Kashmir and the Future of South Asia

Kashmir and the Future of South Asia
Author: Sugata Bose
Publisher: Routledge
Total Pages: 150
Release: 2020-12-29
Genre: Social Science
ISBN: 1000318729

Download Kashmir and the Future of South Asia Book in PDF, Epub and Kindle

This book uses an innovative people-centered approach to the Kashmir problem to shed new light on why postcolonial partitions remain unfinished and why the wounds of postcolonial nation-state formation in South Asia continue to fester. "Kashmir" is viewed as a metaphor for the permanent internal wars of partition that mark the South Asian experience. Chapters sensitively bring Kashmiri voices to the fore to examine Kashmir in the national discourses of India and Pakistan, resistance in the Kashmiri imagination and the Kashmir conflict in a global context. The book foregrounds how the space of Kashmir as a cultural, historical and political sphere persists and continues to haunt the postcolonial national present as the people of Kashmir and their cultural, literary and artistic productions cannot be contained within the regnant paradigms of the nations across which the region is partitioned. Additionally, the book explores how long-term resolution would demand engagement with historical forces, political actors and social formations that exceed the nation-state. An important contribution to the study of this troubled region, this book will be of interest to academics and researchers of modern South Asian history and politics as well as comparative politics and international relations.

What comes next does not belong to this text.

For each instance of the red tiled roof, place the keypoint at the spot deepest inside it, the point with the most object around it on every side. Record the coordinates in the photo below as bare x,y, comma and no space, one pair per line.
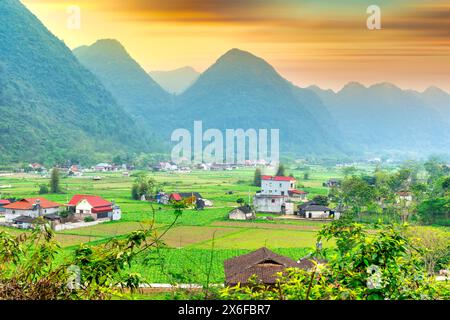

Sheikh Mohammad Abdullah’s Reflections on Kashmir

Sheikh Mohammad Abdullah’s Reflections on Kashmir
Author: Nyla Ali Khan
Publisher: Springer
Total Pages: 243
Release: 2018-01-14
Genre: Political Science
ISBN: 3319501038

Download Sheikh Mohammad Abdullah’s Reflections on Kashmir Book in PDF, Epub and Kindle

This book is a compendium of the speeches and interviews of Sheikh Mohammad Abdullah, who reigned as Prime Minister of the State of Jammu and Kashmir from 1948 to 1953, and who was a large presence on the political landscape of India for fifty years. The volume is designed to enable a student of South Asian politics, and the politics of Kashmir in particular, to analyze the ways in which experiences have been constructed historically and have changed overtime.